Up to this point, the movie is only passingly interesting, but once Jake gets to Wales, the picture really takes off. He’s shown that the orphanage was destroyed during WWII, but he’s also soon met by kids who lived in said orphanage but are still kids. You see, they’re “peculiar” kids, kids with strange gifts or physical attributes, and they are made to live in loops by their caretakers. These loops allow them to live the same day over and over again, though they retain all the memories and can step out of the loop and in to the present if they need. Their caretaker, Miss Peregrine (Eva Green), has chosen the 24 hours leading up to the Nazi bombing of the house as their “loop.”
Peregrine can turn in to a bird as well as manipulate time, and some of the other children have powers like hands that can set things on fire, super strength, mouths on the back of their heads, eyes that can project dreams like a movie, the ability to create living puppets, and talk to plants. Jake also meets Emma (Ella Purnell), the girl his grandpa loved, who is lighter than air and needs to wear large leaden boots to remain on the ground. While this is nice and everything, Jake doesn’t think he belongs there; however, he soon learns of a plot to kill all Peculiar children by other Peculiars who mutated themselves in to monsters. They’re led by the evil Barron (Samuel L. Jackson) and either look like white-eyed people with sharp teeth, or 8-foot-tall gangling horrors with tentacles on their heads. Nightmare fuel for sure. Jake has to find his inner strength if he is going to save his newfound friends.
There certainly have been a lot of these YA fantasy novels turned into movies in the wake of the Harry Potter films, and while definite comparisons can be made, Miss Peregrine is wholly different in terms of tone and scope. This is a very dark movie, but not one that kids shouldn’t see. It feels right at home in the kind of sinister fairy tales that Disney churned out in the early ’80s. The monsters are scary, the characters are weird, and the jeopardy feels real. Characters die by getting their eyes poked out and eaten. It’s not safe by any means.
And to that end, Burton and his team’s breed of macabre is a perfect marriage. The costumes by Colleen Atwood are particularly wonderful, especially those worn by the 1940s characters. Burton allows the peril to build, and for each of the children to have their moment or two in the spotlight. There’s even an impressive stop-motion sequence where two ambulatory doll monstrosities fight, and a climactic battle between the nasty monsters and reanimated skeletons, evoking Jason and the Argonauts but on an amusement park pier. There’s a lot of backstory, but the story feels very personal, unlike the epicness of something like Potter.
The performances are really 50-50, though. Eva Green is fabulous as Peregrine, a mix of strong, motherly, mysterious, and dangerous.

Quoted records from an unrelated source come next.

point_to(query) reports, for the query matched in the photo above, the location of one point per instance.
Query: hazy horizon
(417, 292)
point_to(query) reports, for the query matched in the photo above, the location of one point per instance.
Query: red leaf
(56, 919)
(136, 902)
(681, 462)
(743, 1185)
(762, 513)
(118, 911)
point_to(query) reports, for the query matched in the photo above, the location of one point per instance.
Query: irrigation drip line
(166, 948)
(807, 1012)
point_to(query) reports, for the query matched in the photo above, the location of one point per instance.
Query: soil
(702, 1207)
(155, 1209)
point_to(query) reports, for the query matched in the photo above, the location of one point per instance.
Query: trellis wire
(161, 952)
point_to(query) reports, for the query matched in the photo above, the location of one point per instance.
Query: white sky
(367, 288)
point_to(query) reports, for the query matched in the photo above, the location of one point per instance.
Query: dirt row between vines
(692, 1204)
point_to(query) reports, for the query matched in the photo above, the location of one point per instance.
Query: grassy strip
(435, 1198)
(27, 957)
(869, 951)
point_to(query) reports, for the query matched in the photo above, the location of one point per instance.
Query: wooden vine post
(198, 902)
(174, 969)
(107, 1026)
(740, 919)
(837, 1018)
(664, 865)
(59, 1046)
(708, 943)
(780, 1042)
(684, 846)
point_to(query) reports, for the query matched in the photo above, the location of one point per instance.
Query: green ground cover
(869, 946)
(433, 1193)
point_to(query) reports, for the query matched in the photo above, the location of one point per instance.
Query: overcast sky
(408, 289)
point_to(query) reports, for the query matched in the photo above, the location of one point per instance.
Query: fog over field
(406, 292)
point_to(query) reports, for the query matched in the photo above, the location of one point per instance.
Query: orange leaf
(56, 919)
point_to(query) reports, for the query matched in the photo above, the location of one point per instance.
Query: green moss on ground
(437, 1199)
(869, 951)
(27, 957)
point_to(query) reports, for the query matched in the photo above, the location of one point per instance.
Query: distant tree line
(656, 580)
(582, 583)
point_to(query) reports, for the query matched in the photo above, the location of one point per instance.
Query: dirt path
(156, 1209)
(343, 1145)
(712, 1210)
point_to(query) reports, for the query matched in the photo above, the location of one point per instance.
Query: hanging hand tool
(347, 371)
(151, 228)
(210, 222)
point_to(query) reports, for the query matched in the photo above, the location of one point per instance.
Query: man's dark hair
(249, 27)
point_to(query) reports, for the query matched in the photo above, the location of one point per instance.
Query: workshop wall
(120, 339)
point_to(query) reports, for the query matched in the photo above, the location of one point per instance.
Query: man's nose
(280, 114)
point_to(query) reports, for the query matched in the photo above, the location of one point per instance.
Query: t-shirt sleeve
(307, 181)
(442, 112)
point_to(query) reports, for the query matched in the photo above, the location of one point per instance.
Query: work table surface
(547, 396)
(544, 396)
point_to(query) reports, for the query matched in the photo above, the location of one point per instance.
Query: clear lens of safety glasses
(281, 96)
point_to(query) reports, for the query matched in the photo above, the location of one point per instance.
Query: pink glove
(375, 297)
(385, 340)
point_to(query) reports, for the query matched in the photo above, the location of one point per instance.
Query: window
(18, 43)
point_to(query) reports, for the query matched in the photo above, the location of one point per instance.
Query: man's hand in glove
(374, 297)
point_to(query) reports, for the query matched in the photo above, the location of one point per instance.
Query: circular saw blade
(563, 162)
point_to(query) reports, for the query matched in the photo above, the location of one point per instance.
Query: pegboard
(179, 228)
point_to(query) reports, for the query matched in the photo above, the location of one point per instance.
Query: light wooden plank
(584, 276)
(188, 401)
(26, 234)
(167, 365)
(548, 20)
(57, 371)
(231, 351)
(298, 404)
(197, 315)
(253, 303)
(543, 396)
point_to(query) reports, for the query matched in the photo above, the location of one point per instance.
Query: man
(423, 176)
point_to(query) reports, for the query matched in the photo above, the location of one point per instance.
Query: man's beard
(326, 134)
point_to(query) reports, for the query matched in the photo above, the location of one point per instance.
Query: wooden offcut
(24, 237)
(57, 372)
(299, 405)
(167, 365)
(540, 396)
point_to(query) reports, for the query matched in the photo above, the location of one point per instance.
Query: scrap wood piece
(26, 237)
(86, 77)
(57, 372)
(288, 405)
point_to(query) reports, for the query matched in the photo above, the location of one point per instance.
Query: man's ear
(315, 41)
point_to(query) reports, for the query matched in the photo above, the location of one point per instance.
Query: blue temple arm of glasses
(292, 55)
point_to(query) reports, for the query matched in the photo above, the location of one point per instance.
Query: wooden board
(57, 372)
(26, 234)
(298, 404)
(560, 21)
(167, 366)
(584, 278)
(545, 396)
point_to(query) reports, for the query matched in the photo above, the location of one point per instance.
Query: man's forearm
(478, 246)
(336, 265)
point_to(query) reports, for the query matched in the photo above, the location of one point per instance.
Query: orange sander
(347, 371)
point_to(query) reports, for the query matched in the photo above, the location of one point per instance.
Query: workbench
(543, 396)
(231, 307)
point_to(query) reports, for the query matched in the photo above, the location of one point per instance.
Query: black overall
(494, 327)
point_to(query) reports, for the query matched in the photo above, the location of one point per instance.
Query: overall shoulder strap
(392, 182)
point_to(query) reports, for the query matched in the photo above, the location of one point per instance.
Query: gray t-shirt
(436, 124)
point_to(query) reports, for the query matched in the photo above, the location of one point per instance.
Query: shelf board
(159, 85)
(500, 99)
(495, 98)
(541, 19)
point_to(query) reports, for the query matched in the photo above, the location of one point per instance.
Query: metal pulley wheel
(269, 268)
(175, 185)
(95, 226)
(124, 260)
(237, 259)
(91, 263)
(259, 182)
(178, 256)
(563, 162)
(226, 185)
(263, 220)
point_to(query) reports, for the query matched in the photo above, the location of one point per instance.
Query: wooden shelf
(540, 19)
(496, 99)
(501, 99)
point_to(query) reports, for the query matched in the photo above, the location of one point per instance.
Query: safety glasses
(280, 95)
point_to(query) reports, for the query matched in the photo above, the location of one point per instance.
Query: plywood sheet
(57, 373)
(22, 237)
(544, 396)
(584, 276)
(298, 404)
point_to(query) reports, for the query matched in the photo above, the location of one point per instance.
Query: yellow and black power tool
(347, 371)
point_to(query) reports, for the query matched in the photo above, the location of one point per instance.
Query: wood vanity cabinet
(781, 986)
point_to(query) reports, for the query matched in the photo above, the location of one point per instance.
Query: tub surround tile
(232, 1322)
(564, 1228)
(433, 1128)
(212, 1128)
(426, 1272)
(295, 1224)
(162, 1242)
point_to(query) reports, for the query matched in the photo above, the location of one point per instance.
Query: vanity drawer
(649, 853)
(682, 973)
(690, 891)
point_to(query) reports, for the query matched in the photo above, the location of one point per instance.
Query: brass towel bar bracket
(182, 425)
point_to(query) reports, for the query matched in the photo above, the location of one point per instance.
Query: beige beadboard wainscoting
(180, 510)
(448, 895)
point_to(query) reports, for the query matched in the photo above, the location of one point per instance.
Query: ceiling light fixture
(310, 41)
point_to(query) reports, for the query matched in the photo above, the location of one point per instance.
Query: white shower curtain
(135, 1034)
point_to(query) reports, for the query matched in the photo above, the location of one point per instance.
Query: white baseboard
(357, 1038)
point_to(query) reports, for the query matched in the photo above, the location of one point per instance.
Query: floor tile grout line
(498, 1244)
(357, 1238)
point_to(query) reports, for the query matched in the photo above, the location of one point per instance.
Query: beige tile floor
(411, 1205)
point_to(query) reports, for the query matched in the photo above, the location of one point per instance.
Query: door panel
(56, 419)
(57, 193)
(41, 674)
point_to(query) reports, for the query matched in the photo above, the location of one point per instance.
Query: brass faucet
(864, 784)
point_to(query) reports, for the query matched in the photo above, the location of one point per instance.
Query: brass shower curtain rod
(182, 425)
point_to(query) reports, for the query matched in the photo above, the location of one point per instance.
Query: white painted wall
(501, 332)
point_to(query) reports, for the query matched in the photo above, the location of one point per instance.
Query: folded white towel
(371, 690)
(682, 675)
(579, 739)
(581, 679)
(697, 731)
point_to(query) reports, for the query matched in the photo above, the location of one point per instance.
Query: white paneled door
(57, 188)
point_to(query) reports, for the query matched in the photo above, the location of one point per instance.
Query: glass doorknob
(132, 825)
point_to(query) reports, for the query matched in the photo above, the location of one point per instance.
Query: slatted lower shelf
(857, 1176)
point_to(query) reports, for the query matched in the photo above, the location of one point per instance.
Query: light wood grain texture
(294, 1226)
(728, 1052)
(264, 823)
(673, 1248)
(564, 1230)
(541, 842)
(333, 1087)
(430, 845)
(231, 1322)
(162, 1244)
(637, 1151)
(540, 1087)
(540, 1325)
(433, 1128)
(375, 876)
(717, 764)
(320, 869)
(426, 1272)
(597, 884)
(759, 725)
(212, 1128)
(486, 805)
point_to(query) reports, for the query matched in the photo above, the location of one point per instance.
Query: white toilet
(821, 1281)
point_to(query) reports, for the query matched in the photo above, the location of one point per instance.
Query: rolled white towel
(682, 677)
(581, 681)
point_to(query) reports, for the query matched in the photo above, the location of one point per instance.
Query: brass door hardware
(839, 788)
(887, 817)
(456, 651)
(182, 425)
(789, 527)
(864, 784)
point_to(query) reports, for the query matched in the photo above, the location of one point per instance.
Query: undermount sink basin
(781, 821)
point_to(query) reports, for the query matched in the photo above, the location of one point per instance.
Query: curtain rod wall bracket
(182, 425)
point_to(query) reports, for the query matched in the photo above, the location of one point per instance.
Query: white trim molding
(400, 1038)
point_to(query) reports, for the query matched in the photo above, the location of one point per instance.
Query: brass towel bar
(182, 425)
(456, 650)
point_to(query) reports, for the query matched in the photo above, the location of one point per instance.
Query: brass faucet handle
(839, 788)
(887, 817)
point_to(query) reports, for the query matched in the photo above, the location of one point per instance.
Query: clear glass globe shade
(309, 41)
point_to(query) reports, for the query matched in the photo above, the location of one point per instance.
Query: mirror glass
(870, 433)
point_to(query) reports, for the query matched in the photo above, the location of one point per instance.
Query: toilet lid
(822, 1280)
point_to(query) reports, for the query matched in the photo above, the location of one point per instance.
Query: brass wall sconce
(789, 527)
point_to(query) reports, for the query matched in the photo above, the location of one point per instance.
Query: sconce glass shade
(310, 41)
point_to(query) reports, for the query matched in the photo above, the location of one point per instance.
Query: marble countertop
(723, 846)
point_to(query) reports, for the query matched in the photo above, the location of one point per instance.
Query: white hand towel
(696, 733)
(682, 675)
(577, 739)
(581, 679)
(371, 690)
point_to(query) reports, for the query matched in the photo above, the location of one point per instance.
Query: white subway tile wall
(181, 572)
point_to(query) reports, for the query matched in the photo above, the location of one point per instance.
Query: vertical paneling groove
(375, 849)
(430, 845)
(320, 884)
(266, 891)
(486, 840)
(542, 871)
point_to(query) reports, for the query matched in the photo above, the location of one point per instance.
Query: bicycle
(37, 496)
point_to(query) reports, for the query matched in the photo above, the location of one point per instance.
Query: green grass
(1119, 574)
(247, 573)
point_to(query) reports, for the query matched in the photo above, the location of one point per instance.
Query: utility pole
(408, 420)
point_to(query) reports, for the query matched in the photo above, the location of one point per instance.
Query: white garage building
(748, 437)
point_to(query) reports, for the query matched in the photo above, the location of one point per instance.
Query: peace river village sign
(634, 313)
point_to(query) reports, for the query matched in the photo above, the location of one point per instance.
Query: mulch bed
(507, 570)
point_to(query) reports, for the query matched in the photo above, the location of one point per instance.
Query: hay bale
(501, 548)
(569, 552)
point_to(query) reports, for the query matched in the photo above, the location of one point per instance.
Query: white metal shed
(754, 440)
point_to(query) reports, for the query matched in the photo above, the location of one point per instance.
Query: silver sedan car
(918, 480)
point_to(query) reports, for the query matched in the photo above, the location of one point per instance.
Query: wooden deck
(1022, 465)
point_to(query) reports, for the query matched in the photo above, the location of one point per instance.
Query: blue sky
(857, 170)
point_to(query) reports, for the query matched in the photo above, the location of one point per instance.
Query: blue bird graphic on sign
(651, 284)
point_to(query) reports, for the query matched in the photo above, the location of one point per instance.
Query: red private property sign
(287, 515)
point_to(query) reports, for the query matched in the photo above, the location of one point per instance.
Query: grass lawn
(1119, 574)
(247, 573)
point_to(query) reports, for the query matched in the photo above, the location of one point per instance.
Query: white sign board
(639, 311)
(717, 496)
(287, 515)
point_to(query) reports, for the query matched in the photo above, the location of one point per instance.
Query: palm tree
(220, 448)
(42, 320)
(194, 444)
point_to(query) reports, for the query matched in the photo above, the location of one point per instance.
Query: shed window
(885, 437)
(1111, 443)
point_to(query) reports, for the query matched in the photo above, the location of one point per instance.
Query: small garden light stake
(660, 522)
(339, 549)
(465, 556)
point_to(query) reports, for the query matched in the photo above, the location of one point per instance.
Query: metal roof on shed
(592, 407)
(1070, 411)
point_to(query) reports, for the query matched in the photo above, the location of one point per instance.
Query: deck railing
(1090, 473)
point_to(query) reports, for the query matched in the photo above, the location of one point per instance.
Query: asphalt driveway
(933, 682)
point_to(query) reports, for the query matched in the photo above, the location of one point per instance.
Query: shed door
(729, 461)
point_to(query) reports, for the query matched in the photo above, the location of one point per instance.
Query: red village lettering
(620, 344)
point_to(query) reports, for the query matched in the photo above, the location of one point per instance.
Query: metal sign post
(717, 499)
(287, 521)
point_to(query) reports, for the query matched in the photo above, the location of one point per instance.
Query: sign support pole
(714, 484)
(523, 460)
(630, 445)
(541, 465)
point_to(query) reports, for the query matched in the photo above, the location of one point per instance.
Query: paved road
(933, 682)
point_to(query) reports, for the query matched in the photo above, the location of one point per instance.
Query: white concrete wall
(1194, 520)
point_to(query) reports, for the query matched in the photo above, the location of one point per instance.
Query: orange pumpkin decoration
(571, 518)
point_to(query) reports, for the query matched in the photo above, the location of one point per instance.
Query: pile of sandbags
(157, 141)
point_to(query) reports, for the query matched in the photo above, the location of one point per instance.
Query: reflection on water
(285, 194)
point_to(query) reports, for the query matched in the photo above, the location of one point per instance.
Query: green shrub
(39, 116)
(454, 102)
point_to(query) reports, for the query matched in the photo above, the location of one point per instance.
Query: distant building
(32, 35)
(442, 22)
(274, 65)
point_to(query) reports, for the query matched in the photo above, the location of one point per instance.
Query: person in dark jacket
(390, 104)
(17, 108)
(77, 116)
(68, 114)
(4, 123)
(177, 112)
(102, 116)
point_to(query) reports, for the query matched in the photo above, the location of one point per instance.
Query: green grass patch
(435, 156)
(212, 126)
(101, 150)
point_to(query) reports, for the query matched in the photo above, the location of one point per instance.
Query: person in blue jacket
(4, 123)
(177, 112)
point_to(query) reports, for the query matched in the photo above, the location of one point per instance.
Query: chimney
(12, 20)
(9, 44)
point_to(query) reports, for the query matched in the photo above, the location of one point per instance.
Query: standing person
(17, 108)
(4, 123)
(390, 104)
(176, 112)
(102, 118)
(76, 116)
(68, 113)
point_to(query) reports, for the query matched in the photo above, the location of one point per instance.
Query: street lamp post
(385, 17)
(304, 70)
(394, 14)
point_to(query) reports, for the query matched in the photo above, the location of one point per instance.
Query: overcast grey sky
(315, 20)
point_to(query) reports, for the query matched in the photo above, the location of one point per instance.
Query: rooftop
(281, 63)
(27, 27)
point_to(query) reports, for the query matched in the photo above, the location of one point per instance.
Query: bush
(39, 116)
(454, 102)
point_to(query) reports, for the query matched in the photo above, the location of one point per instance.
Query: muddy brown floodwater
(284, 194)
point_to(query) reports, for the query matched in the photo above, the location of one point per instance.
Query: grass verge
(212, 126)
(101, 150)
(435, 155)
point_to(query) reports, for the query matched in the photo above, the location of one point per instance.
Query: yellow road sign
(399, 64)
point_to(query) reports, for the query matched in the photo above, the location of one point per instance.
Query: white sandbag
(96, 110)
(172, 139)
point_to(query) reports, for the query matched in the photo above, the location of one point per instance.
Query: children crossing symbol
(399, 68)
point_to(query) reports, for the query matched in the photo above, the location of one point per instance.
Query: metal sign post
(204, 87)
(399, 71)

She owns this central role and is a pleasure to watch throughout. (Also, not for nothing, but her name should be thrown in to the list of possible next Doctor Who leads right now.) The other peculiar children are also quite good, and it’s their plights that I found myself clinging to the most. Asa Butterfield, on the other hand, is such a flat and bland lead in this; he’s a plank of wood half the time. Part of me wonders if he was focusing too hard on doing his fairly unconvincing American accent and that’s why he didn’t give much of a performance, but either way, he’s anti-charisma. The other less-great performances have the opposite problem, stemming from Samuel L. Jackson’s excessive scene chewing, which is enjoyable enough for its campiness.
Despite the few duff performances, and some overly earnest dialogue at times, Miss Peregrine’s Home for Peculiar Children is thoroughly enjoyable for the bulk of its run time, and Burton proves once again that he can do great things given the proper parameters. I’d gladly watch a few more of these movies. Not perfect, but roundly fun.